At Netflix, we have considerable use of the autoscaler with our custom scheduler. Is there any reason you can't autoscale based on queue depth, or time of items in queue?
As far as your Docker problems go, have you tried to upgrade to 4.9.34+? We found the issue as well, and upgraded kernels, and haven't looked back.
We did thought to use queue depth, but CPU metric was easier to start with. One problem with using queue depth though is that we can't (didn't figure out how to) throttle down autoscaler to not give us more machines in case downstream service is down.
We did upgrade Docker, but we didn't upgrade kernel. Switching kernel is a bigger task that we'll probably do at some later point.
I'd argue that switching kernels is pretty easy. At least for us, there's a lot less QA to switch kernels than Docker versions. The more often you upgrade, the easier it is to upgrade, as with almost all things.

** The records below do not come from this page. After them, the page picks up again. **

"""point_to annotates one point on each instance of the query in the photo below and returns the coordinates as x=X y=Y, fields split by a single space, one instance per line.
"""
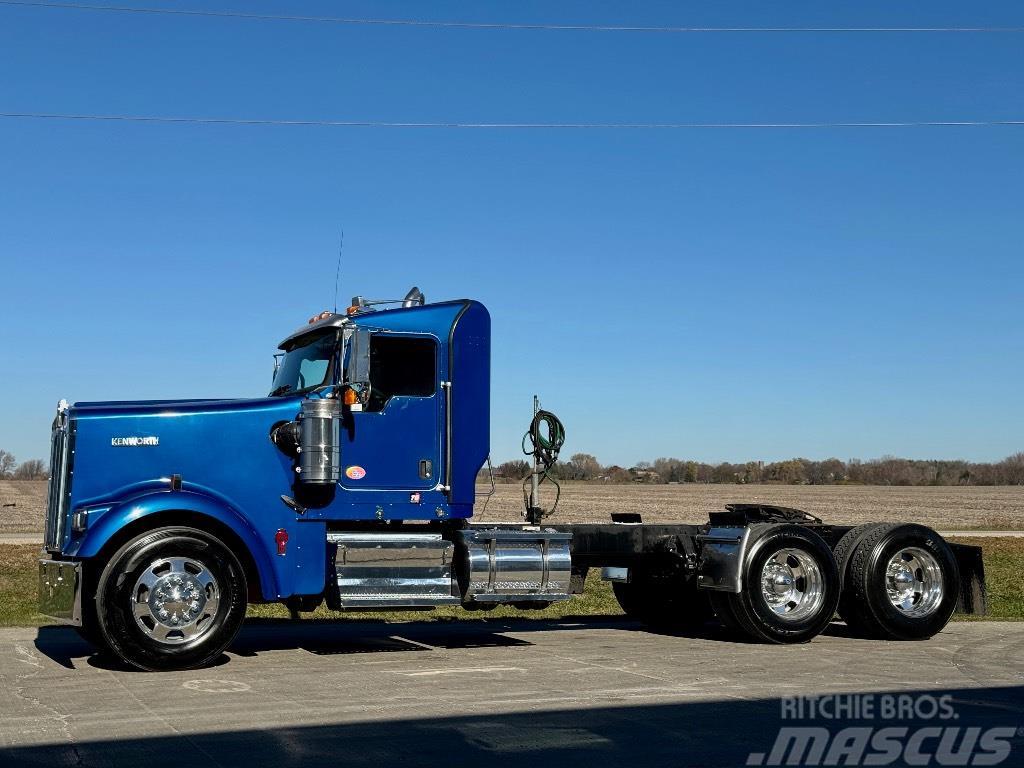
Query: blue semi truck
x=353 y=483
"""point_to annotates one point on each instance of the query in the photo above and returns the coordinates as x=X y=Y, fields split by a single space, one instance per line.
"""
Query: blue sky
x=708 y=294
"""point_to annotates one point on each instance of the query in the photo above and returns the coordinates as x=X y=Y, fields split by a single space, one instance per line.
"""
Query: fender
x=124 y=512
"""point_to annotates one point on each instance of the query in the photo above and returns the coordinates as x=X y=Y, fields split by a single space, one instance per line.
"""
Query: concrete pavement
x=482 y=692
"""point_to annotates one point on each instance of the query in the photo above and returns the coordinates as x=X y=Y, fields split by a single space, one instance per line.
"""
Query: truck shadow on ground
x=695 y=732
x=341 y=637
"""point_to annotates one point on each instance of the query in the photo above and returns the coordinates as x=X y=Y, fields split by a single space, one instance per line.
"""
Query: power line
x=503 y=126
x=497 y=25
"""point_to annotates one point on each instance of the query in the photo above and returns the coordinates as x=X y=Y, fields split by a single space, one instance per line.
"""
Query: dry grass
x=22 y=506
x=1004 y=564
x=947 y=508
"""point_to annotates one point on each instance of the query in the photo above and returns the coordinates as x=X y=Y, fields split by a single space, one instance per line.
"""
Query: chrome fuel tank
x=518 y=564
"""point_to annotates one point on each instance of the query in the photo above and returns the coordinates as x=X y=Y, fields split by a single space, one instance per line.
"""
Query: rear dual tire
x=790 y=588
x=901 y=581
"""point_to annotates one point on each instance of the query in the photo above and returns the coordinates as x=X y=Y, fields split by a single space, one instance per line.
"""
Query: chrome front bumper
x=60 y=591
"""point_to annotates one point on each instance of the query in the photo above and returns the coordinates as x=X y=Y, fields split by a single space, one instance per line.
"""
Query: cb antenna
x=337 y=271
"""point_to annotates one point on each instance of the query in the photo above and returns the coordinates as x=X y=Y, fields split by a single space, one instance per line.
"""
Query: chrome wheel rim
x=913 y=582
x=792 y=584
x=175 y=600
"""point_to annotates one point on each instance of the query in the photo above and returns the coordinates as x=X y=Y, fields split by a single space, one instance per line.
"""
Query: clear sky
x=724 y=294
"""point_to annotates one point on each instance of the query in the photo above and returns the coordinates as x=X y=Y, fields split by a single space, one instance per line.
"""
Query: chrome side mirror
x=357 y=359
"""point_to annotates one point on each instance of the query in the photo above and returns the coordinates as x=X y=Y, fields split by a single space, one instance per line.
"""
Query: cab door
x=394 y=443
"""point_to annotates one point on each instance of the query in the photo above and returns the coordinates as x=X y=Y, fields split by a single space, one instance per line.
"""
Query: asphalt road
x=481 y=693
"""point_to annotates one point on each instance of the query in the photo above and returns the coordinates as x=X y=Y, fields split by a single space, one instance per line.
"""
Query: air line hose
x=546 y=435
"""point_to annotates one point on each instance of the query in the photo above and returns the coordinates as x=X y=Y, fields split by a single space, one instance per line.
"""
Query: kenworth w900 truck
x=353 y=482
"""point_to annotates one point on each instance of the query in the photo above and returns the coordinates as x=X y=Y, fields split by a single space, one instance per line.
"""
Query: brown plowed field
x=947 y=508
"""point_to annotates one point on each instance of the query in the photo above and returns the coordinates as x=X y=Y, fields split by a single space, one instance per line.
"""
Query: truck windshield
x=306 y=365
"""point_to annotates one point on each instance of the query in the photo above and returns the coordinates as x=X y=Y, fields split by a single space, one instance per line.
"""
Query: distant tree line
x=888 y=470
x=34 y=469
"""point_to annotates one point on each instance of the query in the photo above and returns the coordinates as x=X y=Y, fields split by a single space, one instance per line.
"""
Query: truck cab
x=352 y=482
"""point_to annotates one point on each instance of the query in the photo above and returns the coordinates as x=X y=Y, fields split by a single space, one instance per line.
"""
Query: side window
x=400 y=366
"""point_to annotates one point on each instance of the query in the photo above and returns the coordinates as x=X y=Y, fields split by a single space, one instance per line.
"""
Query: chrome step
x=391 y=570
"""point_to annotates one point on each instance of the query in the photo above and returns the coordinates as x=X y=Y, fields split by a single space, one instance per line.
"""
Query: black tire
x=870 y=611
x=666 y=604
x=189 y=568
x=815 y=578
x=844 y=553
x=89 y=629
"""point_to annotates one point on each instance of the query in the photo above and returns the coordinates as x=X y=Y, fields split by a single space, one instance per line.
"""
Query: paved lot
x=480 y=692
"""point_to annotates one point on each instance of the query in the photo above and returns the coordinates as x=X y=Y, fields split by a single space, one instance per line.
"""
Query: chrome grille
x=59 y=484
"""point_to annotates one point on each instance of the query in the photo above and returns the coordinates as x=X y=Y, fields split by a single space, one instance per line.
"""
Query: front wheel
x=791 y=587
x=172 y=598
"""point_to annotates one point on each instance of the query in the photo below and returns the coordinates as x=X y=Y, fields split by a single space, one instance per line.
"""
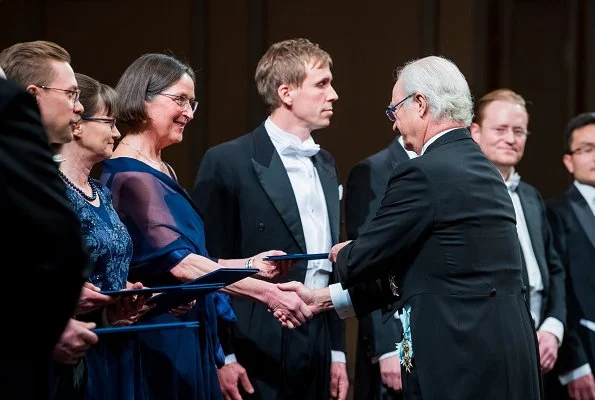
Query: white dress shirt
x=550 y=324
x=339 y=296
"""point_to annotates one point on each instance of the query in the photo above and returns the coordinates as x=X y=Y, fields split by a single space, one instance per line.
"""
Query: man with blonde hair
x=275 y=188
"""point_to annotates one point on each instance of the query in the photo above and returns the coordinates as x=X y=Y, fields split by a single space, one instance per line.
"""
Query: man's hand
x=318 y=300
x=390 y=372
x=90 y=299
x=582 y=388
x=548 y=350
x=339 y=381
x=287 y=307
x=332 y=255
x=76 y=338
x=229 y=376
x=271 y=269
x=182 y=309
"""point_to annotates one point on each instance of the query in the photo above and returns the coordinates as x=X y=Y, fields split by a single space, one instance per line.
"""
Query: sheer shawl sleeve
x=162 y=223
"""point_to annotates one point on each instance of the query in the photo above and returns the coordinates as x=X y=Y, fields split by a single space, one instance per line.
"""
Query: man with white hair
x=443 y=246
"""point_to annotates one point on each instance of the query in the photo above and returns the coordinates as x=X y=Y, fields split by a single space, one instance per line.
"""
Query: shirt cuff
x=575 y=374
x=555 y=327
x=338 y=356
x=230 y=359
x=341 y=301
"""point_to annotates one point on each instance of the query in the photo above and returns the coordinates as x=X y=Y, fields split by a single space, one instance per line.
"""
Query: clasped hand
x=271 y=269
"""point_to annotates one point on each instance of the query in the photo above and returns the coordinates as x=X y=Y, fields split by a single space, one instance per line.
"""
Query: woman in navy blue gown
x=156 y=102
x=109 y=366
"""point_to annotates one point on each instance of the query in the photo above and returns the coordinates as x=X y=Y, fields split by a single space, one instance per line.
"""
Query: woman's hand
x=128 y=309
x=182 y=309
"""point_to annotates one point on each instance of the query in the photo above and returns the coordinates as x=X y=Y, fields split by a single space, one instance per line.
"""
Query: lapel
x=531 y=211
x=328 y=180
x=273 y=179
x=396 y=154
x=583 y=213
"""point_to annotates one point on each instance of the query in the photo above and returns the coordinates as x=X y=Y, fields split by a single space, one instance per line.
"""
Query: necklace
x=71 y=185
x=140 y=153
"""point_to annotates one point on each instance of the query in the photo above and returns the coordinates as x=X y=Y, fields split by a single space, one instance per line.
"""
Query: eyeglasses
x=182 y=101
x=110 y=121
x=73 y=94
x=391 y=111
x=518 y=133
x=586 y=148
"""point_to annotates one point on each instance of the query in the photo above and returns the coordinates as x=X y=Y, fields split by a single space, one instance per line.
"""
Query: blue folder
x=144 y=327
x=160 y=289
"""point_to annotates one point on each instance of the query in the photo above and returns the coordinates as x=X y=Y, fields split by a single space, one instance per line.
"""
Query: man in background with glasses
x=500 y=129
x=572 y=218
x=377 y=364
x=43 y=69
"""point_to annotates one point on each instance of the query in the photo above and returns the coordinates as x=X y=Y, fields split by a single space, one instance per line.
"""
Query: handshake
x=292 y=303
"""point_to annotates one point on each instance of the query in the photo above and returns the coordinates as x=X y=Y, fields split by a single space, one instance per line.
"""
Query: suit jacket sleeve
x=403 y=221
x=572 y=353
x=556 y=306
x=377 y=337
x=44 y=232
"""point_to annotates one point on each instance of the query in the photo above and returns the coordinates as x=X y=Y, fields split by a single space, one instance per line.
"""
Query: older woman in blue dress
x=157 y=101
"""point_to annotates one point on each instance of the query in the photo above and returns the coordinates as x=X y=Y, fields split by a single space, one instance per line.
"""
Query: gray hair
x=443 y=84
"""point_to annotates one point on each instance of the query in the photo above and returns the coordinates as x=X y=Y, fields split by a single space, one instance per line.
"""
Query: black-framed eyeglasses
x=107 y=120
x=73 y=94
x=587 y=148
x=182 y=101
x=391 y=111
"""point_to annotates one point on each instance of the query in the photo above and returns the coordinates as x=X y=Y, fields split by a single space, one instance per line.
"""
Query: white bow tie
x=306 y=149
x=513 y=182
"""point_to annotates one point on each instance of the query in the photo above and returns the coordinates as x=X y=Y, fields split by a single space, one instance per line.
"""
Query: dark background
x=543 y=49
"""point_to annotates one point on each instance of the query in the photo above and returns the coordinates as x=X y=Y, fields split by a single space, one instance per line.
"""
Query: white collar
x=411 y=154
x=429 y=142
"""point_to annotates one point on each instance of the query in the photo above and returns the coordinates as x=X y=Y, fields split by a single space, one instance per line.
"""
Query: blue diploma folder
x=216 y=279
x=296 y=256
x=144 y=327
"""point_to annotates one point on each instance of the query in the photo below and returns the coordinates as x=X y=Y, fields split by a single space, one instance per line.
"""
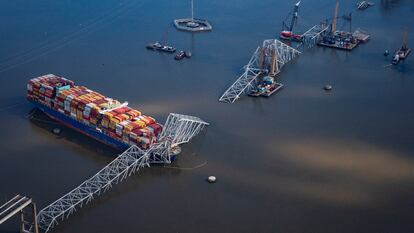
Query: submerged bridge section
x=267 y=59
x=178 y=129
x=26 y=208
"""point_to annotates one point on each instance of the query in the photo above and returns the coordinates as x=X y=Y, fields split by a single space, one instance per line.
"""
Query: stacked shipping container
x=95 y=110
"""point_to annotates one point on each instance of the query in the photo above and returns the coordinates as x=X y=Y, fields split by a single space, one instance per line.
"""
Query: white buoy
x=56 y=131
x=327 y=87
x=212 y=179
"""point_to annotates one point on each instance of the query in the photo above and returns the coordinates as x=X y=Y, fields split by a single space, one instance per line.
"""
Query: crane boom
x=295 y=16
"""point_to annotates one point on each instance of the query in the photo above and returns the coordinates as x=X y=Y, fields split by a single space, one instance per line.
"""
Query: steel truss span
x=178 y=129
x=260 y=63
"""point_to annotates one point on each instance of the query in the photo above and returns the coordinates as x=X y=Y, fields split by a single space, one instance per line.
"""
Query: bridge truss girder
x=179 y=129
x=260 y=63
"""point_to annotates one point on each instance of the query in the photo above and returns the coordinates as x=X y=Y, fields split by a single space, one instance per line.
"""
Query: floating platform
x=268 y=92
x=339 y=45
x=193 y=25
x=341 y=40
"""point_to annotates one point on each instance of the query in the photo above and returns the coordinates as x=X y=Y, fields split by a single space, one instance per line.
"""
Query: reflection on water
x=302 y=161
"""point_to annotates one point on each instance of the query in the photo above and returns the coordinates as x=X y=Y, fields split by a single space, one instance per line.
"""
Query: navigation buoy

We also have a team that does work processing that's built a PID controller to autoscale ASGs based on queue depth, and time in queue. Although, their code is not open source, the concept is a self-tuning autoscaler based on a number of variables allowing you to prioritize cost, timeliness, or even throughput.
We've been doing this for a while. If you'd like to collaborate at all, let me know.
Indeed, the signal metric is important. Queue depths or time from queue insert to removal work fairly well as it directly relates to the tasks performed.
As far as your Docker problems go, have you tried to upgrade to 4.9.34+? We found the issue as well, and upgraded kernels, and haven't looked back.